Tcf15 Drives the Transition to Primed Epiblast and Suppresses Primitive Endoderm Differentiation (A) qPCR analysis of dox-inducible Tcf15-E47 ESCs after 4 days in N2B27 + LIF + BMP4. (B) Dox-inducible Tcf15-E47 ESCs after 4 days in N2B27 + LIF + BMP4. Second panel shows cells that received a 24 hr pulse of dox during the first day. (C) Dox-inducible Tcf15-E47 ESCs after 4 days in N2B27. Treatment with dox eliminates spontaneous differentiation into primitive-endoderm-like cells. (D) qPCR analysis of dox-inducible Tcf15-E47 cells during differentiation in N2B27. (E) qPCR analysis of dox-inducible Tcf15-E47 cells after transfer to EpiSC conditions. All data are represented as mean ±SD. See also Figures S3 and S4.

Figure 6

Tcf15 Is Regulated by FGF Signaling (A) Tcf15-Venus cells cultured for 6 days in N2B27 under the stated conditions. (B) Western blot analysis of E14tg2a cells cultured for 6 days in N2B27 under the stated conditions. (C) qPCR analysis of E14tg2a cells treated for 48 hr with the FGFR inhibitor PD17. (D) qPCR analysis of E14tg2a cells in N2B27 + LIF + BMP treated for 48 hr with the FGFR inhibitor PD17 or the ERK inhibitor PD0325901 or 6 hr after washout of inhibitors. (E) FGF upregulates Tcf15 expression and drives the transition to epiblast. All data are represented as mean ±SD.

Figure 7

Tcf15 Downregulates Nanog and Upregulates Otx2 (A) Western blot analysis of flag-Tcf15-E47 or parental cells in ESCs at various time points after addition of dox. (B) Genes that respond most strongly to Tcf15-E47 after 12 hr dox treatment. Note that Tcf3 refers to the E2A gene and detects the E47 transgene in this experiment. (C) Fold change in all genes within the microarray probe set. Nanog is highlighted in red and Otx2 is highlighted in green. (D) qPCR validation showing downregulation of Nanog pre-mRNA and Otx2 mRNA in response to dox-mediated induction of Tcf15-E47 in ESCs. (E) qPCR analysis showing the kinetics of Tcf15, Nanog, and Otx2 expression during the transition toward EpiSC. (F) Model. We propose that Tcf15 suppresses Nanog and activates Otx2 to drive pluripotent cells away from naive pluripotency and toward epiblast. All data are represented as mean ±SD.

Figure S1

Tcf15 Is Expressed Earlier than Scleraxis during the Transition to Epiblast, Related to Figure 3 qPCR analysis for Tcf15 (red) and Scx (gray) during the transition from naive pluripotency (2i+LIF) toward epiblast (FGF+Activin).
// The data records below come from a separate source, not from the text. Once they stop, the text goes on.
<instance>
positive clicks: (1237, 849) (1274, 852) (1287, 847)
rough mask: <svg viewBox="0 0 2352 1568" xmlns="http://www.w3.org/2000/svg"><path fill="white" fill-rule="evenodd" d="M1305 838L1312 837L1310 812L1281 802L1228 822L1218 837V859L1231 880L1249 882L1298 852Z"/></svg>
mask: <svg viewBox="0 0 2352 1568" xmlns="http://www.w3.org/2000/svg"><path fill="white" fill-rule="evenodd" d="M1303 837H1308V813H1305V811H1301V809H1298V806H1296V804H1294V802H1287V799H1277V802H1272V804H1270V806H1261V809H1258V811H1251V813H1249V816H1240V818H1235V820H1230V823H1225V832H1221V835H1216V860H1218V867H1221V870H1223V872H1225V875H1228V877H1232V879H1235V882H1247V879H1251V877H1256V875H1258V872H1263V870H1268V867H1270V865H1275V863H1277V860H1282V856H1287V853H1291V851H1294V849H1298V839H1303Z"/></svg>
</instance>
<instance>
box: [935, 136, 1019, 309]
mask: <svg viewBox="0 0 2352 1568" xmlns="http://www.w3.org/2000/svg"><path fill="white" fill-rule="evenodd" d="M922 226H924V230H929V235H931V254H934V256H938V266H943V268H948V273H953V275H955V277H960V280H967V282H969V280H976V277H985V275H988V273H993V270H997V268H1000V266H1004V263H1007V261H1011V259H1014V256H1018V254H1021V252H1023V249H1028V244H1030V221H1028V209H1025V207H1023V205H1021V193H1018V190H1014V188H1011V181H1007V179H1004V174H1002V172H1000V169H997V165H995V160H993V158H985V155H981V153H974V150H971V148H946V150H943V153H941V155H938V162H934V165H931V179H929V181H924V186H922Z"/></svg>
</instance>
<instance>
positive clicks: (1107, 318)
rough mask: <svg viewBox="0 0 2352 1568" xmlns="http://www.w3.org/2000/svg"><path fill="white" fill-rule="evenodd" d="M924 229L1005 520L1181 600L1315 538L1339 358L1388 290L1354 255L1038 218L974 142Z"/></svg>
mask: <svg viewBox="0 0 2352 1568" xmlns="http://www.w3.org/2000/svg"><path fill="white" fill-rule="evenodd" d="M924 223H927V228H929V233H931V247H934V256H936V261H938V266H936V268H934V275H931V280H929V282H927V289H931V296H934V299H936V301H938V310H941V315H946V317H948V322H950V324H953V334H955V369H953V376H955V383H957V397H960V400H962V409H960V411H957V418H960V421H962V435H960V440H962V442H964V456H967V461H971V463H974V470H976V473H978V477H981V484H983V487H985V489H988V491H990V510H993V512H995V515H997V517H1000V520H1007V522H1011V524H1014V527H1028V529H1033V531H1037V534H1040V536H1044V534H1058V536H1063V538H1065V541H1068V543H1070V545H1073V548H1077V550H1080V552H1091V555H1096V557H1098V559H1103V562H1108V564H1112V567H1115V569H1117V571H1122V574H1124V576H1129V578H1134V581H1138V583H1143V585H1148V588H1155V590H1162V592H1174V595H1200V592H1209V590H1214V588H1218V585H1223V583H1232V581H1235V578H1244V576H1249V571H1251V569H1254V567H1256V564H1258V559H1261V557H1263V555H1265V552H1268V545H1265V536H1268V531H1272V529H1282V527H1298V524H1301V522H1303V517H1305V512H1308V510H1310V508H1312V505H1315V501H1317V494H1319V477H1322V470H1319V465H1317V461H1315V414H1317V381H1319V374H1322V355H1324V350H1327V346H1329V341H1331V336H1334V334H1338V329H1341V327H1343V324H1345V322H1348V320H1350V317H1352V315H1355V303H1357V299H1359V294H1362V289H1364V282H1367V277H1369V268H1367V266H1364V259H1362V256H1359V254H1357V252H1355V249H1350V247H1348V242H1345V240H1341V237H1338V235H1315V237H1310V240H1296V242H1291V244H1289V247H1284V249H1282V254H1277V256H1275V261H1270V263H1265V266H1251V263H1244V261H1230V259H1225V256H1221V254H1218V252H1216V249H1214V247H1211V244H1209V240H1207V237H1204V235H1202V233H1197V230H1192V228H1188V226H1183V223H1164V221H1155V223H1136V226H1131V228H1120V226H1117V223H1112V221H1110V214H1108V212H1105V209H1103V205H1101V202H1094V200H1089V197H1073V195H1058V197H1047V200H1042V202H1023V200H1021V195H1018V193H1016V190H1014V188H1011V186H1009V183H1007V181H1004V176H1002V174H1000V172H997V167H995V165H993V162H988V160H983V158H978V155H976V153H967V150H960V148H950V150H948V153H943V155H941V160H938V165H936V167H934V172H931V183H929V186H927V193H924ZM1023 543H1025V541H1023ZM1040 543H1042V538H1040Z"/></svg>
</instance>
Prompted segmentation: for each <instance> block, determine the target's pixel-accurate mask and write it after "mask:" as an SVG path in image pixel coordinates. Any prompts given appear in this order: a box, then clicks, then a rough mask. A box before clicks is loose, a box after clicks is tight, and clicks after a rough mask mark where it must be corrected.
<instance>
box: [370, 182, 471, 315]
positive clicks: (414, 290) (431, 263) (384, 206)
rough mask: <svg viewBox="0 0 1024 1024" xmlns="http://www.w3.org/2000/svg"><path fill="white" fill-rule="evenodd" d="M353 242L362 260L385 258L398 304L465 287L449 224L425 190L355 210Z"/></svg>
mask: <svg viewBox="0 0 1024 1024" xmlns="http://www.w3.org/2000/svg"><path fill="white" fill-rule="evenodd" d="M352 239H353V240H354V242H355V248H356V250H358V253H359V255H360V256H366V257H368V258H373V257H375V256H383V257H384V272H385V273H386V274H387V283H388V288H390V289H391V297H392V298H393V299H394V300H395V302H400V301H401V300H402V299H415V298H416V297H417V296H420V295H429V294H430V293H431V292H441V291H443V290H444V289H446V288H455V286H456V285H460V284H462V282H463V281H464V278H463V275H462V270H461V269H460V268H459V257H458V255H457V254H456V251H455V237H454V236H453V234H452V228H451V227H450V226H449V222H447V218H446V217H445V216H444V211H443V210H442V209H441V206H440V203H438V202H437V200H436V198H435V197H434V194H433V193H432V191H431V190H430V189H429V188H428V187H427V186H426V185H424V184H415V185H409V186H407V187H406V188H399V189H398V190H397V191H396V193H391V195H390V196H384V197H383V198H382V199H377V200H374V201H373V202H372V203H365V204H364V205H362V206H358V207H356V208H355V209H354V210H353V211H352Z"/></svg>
All data are represented as mean ±SD.

Figure S2

Validation of Dox-Inducible Cell Lines, Related to Figure 4 (A) Forced dimer strategy: Tcf15 is tethered to E47 through a flexible linker. (B) qPCR analysis for Tcf15 in dox-inducible Tcf15-E47 ESCs or parental control ESCs: 48h treatment with dox in LIF+FCS conditions. (C) qPCR analysis for Tcf15 in dox-inducible Tcf15-E47 cells during neural differentiation. (D) Western blot to detect flag-tagged Tcf15 in dox-inducible Tcf15-E47 ESCs after 24h induction with dox or 24 or 48 hr after removal of dox. All data are represented as mean +/− standard deviation.

Figure S3

Tcf15 Accelerates Non-neural Differentiation, Related to Figure 5 qPCR analysis of dox- inducible Tcf15-E47 ESCs undergoing differentiation in FCS in the absence of LIF. All data are represented as mean +/− standard deviation.

Figure S4

Tcf15 but Not E47 Can Recapitulate the Pro-differentiation Activity of Tcf15-E47, Related to Figure 5 qPCR analysis of wild-type ESCs following transient transfection with plasmids encoding Tcf15-E47, Tcf15 monomer, E47 monomer, or empty vector control. Cells were cultured for four days in LIF+BMP in the absence of selection before qPCR analysis. All data are represented as mean +/− standard deviation.